Towards a new tuberculosis drug: pyridomycin - nature's isoniazid

Abstract

Tuberculosis, a global threat to public health, is becoming untreatable due to widespread drug resistance to frontline drugs such as the InhA-inhibitor isoniazid. Historically, by inhibiting highly vulnerable targets, natural products have been an important source of antibiotics including potent anti-tuberculosis agents. Here, we describe pyridomycin, a compound produced by Dactylosporangium fulvum with specific cidal activity against mycobacteria. By selecting pyridomycin-resistant mutants of Mycobacterium tuberculosis, whole-genome sequencing and genetic validation, we identified the NADH-dependent enoyl- (Acyl-Carrier-Protein) reductase InhA as the principal target and demonstrate that pyridomycin inhibits mycolic acid synthesis in M. tuberculosis. Furthermore, biochemical and structural studies show that pyridomycin inhibits InhA directly as a competitive inhibitor of the NADH-binding site, thereby identifying a new, druggable pocket in InhA. Importantly, the most frequently encountered isoniazid-resistant clinical isolates remain fully susceptible to pyridomycin, thus opening new avenues for drug development. →See accompanying article http://dx.doi.org/10.1002/emmm.201201811.

Figure 1. Chemical structure and intracellular activity of pyridomycin

1. Chemical structure of pyridomycin.

2. The activity of pyridomycin on intracellular M. tuberculosis was tested in activated THP-1-derived macrophages. Cells were infected at an MOI of 1:1 with M. tuberculosis Erdman and treated with isoniazid (INH) at 1 µg/ml, rifampicin (RIF) at 1 µg/ml, streptomycin (STR) at 10 µg/ml or pyridomycin (PYR) at 10 µg/ml. Colony forming units (CFU) were determined after 7 days exposure to drugs. NT refers to the untreated sample and NT0 to untreated sample at time 0. The experiment was performed in duplicate and results are shown as mean values and standard errors.

Figure 2. Genetic validation of InhA as the target of pyridomycin

1. A-C. The compound susceptibility of wild-type H37Rv transformed with the control vector pMV261 (filled squares), pMVinhA (open squares), pMVinhA (S94A) (open triangle) or pMVinhA (D148G) (open circle) to: (A) moxifloxacin, (B) isoniazid or (C) pyridomycin.

2. D-F. The compound susceptibility of pyridomycin-resistant mutant PYR7 transformed with the control vector pMV261 (filled squares), pMVinhA (open squares), pMVinhA (S94A) (open triangle) or pMVinhA (D148G) (open circle) to: (D) moxifloxacin, (E) isoniazid or (F) pyridomycin.

Figure 3. Inhibition of mycolic acid synthesis by pyridomycin

The fatty acid methyl ester (FAMEs) and mycolic acid methyl ester (MAMEs) profiles of wild-type H37Rv and pyridomycin-resistant mutant PYR7 were evaluated by thin-layer chromatography. Both strains were treated with different concentrations of isoniazid and pyridomycin for 3 h and labeled with [1,2-¹⁴C]-acetate.

1. A. ¹⁴C-labeled FAMEs and MAMEs were separated by thin-layer chromatography and detected by autoradiography.

2. B,C. Quantification of the MAME band intensity relative to the density of the FAMEs illustrates the inhibition of MAME synthesis by pyridomycin (B) and isoniazid (C) in H37Rv (black squares) and PYR7 (open circles).

Figure 4. Inhibition of purified InhA by pyridomycin

1. A-C. Lineweaver–Burk plot showing the competitive inhibition of wild-type InhA (A), InhA (S94A) (B) and InhA (D148G) (C) by pyridomycin in the presence of NADH.

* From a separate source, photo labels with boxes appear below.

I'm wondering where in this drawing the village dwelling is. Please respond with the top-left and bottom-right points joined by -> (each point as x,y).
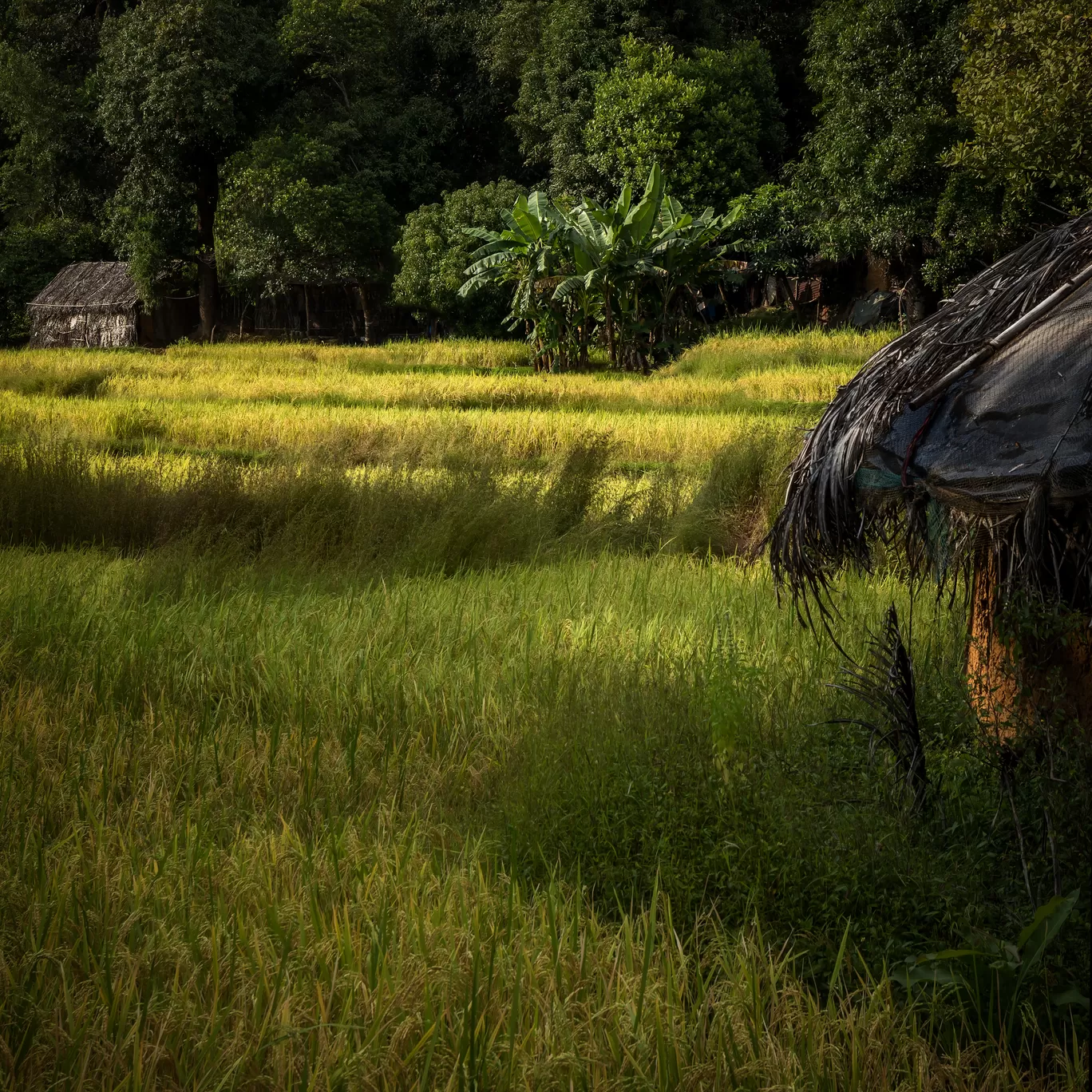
30,262 -> 200,348
769,213 -> 1092,737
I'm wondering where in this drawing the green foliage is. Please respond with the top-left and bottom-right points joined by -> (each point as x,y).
394,179 -> 520,334
585,38 -> 785,208
217,131 -> 394,295
795,0 -> 965,291
931,0 -> 1092,285
892,891 -> 1089,1041
98,0 -> 281,299
0,216 -> 107,344
730,182 -> 811,277
460,165 -> 725,371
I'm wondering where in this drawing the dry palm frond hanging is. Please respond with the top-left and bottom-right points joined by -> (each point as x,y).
769,214 -> 1092,612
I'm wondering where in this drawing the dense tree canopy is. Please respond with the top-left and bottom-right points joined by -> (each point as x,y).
98,0 -> 282,336
796,0 -> 965,316
585,38 -> 785,208
0,0 -> 1092,341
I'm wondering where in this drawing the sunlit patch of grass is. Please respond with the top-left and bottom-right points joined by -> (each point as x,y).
671,329 -> 897,379
0,333 -> 1088,1092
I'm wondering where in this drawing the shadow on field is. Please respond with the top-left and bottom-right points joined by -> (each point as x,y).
0,434 -> 786,571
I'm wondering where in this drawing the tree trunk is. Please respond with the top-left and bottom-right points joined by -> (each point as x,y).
964,555 -> 1092,742
196,160 -> 220,341
603,290 -> 618,368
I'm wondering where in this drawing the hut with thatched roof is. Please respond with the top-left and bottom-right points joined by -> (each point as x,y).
29,262 -> 200,348
768,214 -> 1092,726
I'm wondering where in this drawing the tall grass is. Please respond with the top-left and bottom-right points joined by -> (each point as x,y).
0,341 -> 1088,1090
0,552 -> 1083,1088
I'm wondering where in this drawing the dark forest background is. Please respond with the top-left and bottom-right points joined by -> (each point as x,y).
0,0 -> 1092,342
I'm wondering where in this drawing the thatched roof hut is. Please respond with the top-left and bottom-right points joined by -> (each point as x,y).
769,214 -> 1092,720
30,262 -> 140,348
29,262 -> 200,348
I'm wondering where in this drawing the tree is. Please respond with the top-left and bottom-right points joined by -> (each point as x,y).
488,0 -> 813,199
585,38 -> 785,208
394,179 -> 521,335
932,0 -> 1092,284
98,0 -> 282,338
217,129 -> 394,314
460,165 -> 726,370
728,182 -> 811,279
0,0 -> 115,342
794,0 -> 965,320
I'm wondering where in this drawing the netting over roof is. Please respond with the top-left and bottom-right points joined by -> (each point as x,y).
769,215 -> 1092,606
30,262 -> 140,311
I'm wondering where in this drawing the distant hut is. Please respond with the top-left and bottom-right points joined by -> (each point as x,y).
769,214 -> 1092,732
29,262 -> 200,348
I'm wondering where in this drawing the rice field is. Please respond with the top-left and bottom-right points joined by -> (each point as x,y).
0,333 -> 1088,1090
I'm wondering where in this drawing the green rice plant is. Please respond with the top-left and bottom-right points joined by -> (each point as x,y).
0,550 -> 1086,1089
0,335 -> 1088,1090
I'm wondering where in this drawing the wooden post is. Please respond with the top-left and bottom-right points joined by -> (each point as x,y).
965,552 -> 1092,739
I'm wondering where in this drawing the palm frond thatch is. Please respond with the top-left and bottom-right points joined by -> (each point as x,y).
768,213 -> 1092,612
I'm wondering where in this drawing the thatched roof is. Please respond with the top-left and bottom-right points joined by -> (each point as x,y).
30,262 -> 140,311
769,214 -> 1092,606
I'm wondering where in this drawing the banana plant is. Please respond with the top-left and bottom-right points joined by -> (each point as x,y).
459,190 -> 568,366
555,166 -> 664,367
652,196 -> 733,349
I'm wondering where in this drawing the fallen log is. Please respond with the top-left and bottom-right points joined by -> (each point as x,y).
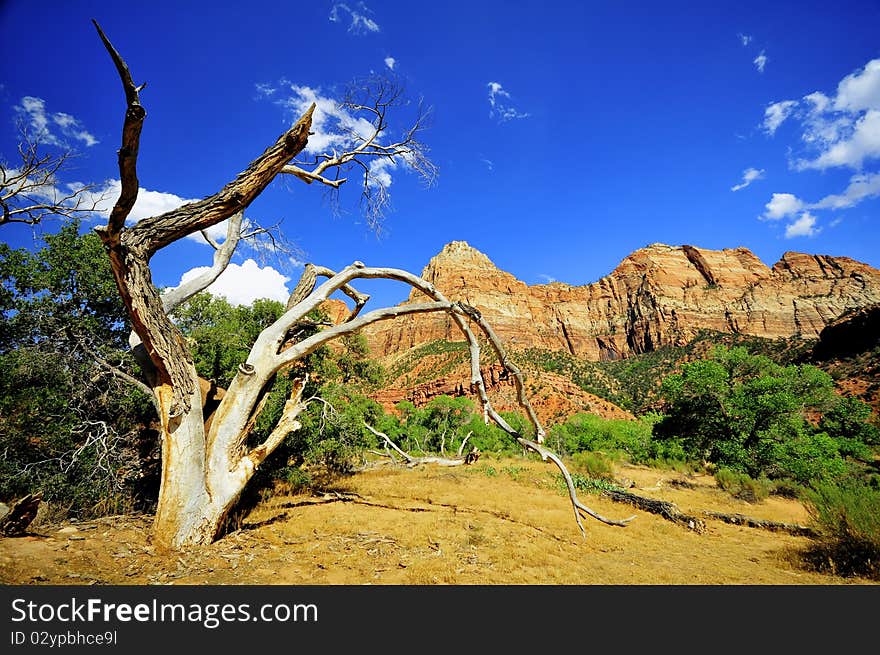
602,489 -> 706,534
703,511 -> 818,537
0,493 -> 43,537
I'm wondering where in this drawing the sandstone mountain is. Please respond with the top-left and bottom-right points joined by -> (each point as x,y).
367,241 -> 880,361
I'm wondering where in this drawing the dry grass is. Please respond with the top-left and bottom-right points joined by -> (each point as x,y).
0,458 -> 870,585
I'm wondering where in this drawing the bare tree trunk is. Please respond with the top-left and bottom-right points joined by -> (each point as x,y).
95,23 -> 631,549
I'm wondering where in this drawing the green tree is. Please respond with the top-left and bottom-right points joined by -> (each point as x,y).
654,347 -> 867,484
0,221 -> 156,515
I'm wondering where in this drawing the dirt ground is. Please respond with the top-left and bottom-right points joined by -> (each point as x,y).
0,457 -> 873,585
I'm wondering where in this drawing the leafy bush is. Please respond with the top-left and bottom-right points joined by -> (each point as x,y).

Figure 5. Crystal structures of InhA (D148G) compared to wild-type InhA and InhA (S94A)

1. The 2fo-fc electron density map at 1 sigma of InhA (D148G):NADH structure (at 2.45 Å) with Phe149 and NADH represented as sticks.

2. Superposition of InhA (D148G):NADH (blue) on InhA:NADH and InhA (S94A):NADH (both in green) clearly shows the D148G mutation and the resulting 90° rotation of Phe149.

3. Overlay of InhA (D148G):NADH (Blue) and InhA:NAD-INH (PDB code 1Z1D: Pink) shows that, in this case, Phe149 occupies the same position and explains why InhA (D148G) is still sensitive to inhibition by isoniazid.